答えを聞こうとすると、アキラが空へ手を掲げた。
「とにかく、ここいらで本領発揮といこうぜ。女王様の護衛は青島班って決まってんだわ」
「そうだね。今の俺たちなら余裕で7班に入れるよ」
「馬鹿言ってんじゃねーよ。イツキ、狙うは1位だっての。犬でも猫でも鳥でもなんでもこいってんだ」
「1位、か……。いいね。じゃあ、俺たちはナオトの護衛だね。お姫様を奪還できるのはナオトしかいないから」
イツキが言い終えたのと同時に、アキラが手を振りかざす。
「始めっ!!」
一斉に半獣化・半妖化が始まり、瞬く間に正門から姿を消した。
ツキヒメを隠した場所は迷界の森。3年前、強化合宿が行われた地点までが範囲となっている。ちなみに、ルールはただ一つ。
受験者同士の殺し合いは禁止――。
つまり、死なない程度の攻撃は許可されているってことだ。
「青島隊長の言う通りだね。ふざけているようで、ちゃんとした試験だ」
「どういう意味だよ」
辺りを警戒しながら、イツキの声を拾うイオリ。
「半獣化・半妖化できる時間、考えないと」
「――っ、そういうことか。面倒くせえな」
他の班も気づいたようだ。
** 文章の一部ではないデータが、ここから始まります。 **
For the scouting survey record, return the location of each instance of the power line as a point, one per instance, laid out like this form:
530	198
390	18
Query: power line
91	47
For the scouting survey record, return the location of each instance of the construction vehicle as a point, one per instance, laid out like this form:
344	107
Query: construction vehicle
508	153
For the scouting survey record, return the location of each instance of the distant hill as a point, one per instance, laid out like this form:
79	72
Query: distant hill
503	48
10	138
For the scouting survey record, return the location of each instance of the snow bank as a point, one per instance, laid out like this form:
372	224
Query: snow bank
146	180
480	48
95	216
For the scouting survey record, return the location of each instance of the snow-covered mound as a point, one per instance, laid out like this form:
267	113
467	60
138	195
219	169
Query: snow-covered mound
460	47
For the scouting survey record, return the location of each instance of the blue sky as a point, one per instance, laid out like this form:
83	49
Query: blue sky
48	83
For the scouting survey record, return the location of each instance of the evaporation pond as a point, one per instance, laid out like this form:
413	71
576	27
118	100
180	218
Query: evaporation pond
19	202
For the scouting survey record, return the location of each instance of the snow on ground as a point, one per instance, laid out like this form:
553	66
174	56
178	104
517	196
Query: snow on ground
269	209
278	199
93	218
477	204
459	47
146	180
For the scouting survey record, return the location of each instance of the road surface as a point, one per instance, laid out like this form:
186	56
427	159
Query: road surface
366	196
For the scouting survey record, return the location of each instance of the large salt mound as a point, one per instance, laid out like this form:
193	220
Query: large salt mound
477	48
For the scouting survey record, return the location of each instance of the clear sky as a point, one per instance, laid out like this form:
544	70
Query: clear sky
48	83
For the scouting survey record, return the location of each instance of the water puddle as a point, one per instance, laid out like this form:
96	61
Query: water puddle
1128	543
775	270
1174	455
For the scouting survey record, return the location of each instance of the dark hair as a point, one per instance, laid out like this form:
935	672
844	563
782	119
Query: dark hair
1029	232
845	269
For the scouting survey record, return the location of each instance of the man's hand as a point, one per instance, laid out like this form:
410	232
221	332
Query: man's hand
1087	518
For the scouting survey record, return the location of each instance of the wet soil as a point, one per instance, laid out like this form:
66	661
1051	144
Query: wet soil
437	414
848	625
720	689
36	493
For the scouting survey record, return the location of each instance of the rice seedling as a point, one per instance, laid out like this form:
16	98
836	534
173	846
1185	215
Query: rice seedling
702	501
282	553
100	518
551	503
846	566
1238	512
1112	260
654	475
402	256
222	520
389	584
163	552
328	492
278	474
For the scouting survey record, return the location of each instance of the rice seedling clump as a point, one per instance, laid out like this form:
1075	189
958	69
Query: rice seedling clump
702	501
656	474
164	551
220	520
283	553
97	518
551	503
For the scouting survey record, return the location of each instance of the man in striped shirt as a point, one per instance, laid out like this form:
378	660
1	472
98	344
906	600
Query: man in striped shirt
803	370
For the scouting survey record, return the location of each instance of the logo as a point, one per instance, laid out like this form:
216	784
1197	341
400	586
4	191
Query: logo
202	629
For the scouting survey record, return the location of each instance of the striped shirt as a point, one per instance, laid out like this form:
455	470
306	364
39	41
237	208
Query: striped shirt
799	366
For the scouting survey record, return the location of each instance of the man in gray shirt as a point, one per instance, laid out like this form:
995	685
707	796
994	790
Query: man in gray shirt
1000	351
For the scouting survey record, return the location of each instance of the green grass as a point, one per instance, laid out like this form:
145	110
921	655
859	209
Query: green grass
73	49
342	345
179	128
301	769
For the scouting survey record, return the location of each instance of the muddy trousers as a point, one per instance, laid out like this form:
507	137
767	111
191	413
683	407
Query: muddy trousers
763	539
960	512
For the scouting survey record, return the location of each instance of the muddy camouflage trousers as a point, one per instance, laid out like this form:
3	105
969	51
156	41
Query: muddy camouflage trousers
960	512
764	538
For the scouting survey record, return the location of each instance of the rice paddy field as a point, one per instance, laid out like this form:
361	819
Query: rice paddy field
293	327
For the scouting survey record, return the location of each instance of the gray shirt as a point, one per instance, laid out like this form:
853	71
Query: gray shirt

1人、また1人と解いていく。
互いに睨み合いながら迷界の森を目指し、ついに立入禁止区域の看板を越えた。
たくさんの足音が森中に響いているのにも関わらず、極度の緊張感は静けさすら感じさせた。
感覚が冴えていくのと比例して、全身にのしかかる各々の圧。圧に負けて速度を落とす者もいれば、己の体力を忘れ足早に森を駆ける者もいる。
さし迫るような空気に冷や汗が流れ始めた頃。赤坂班が速度を上げ始めた。そして――。
「「装!!!!」」
再び、半獣化・半妖化が始まる。
目の前にも、背後にも、いるのは敵だけだ。
イツキが俺の前を行き、イオリは背後に着く。
ツキヒメをかけた戦いが幕を開けた。